Ancora sul risarcimento del danno da usura psico-fisica: adunanza plenaria Consiglio di Stato del 19.4.13 n. 7

«Nell’ipotesi in cui il dipendente pubblico chieda in giudizio il risarcimento per danno da usura psicofisica, deducendo che tale danno sia stato provocato dal frequente mancato godimento del riposo settimanale, reiterato nell’arco di un notevole periodo complessivo di tempo, senza che egli abbia fruito di riposo compensativo ed ancorché abbia percepito le previste maggiorazioni retributive per lo svolgimento di attività lavorativa in giorno festivo, deve ritenersi soddisfatto dal ricorrente l’onere di allegazione concernente sia l’oggetto della domanda che le circostanze costituenti il fattobase su cui essa si fonda, sicché il giudice possa far ricorso alle presunzioni, basate sulle regole di esperienza, per ritenere provato il fattoconseguenza del pregiudizio subìto dall’istante.

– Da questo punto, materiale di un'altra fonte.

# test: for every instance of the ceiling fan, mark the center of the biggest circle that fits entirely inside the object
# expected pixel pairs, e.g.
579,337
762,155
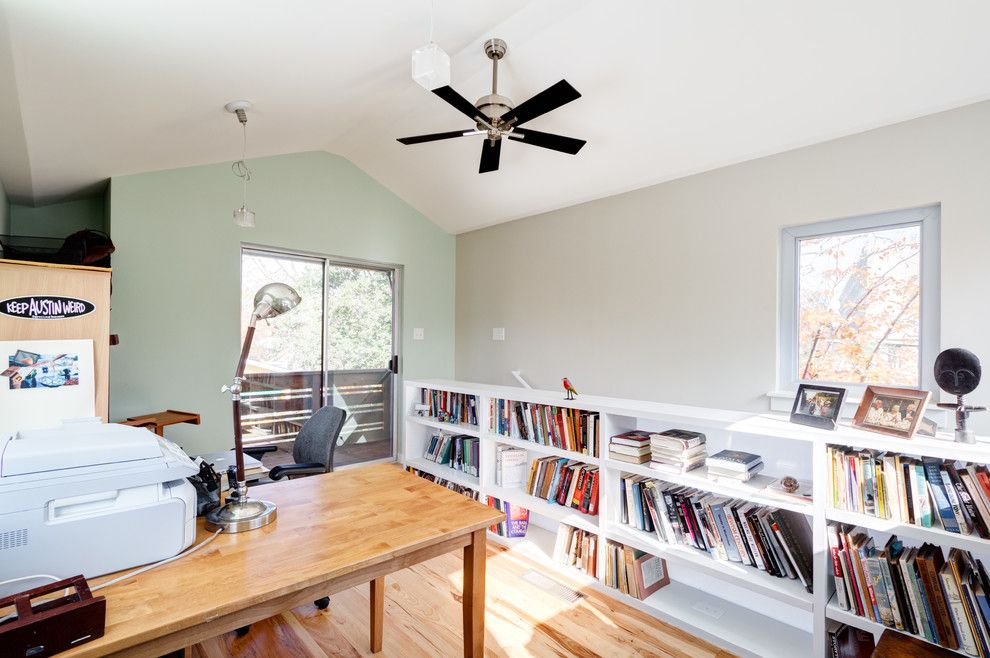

L’attribuzione patrimoniale rivendicata da un dipendente pubblico per danno da usura psicofisica, derivante dalla perdita del riposo settimanale, ha natura risarcitoria e non retributiva, non consistendo in una voce ordinaria o straordinaria della retribuzione da corrispondersi periodicamente e destinata a compensare l’eccedenza della prestazione lavorativa, bensì essendo diretta ad indennizzare ai sensi dell’art. 2059 cod. civ. il lavoratore per il predetto danno correlato all’inadempimento contrattuale del datore di lavoro; pertanto, essa si prescrive nell’ordinario termine decennale di cui all’art. 2946 cod. civ., e non nel termine breve (quinquennale) di cui ai successivi artt. 2947, previsto per il risarcimento del danno aquiliano, e 2948, n. 4, previsto per i crediti».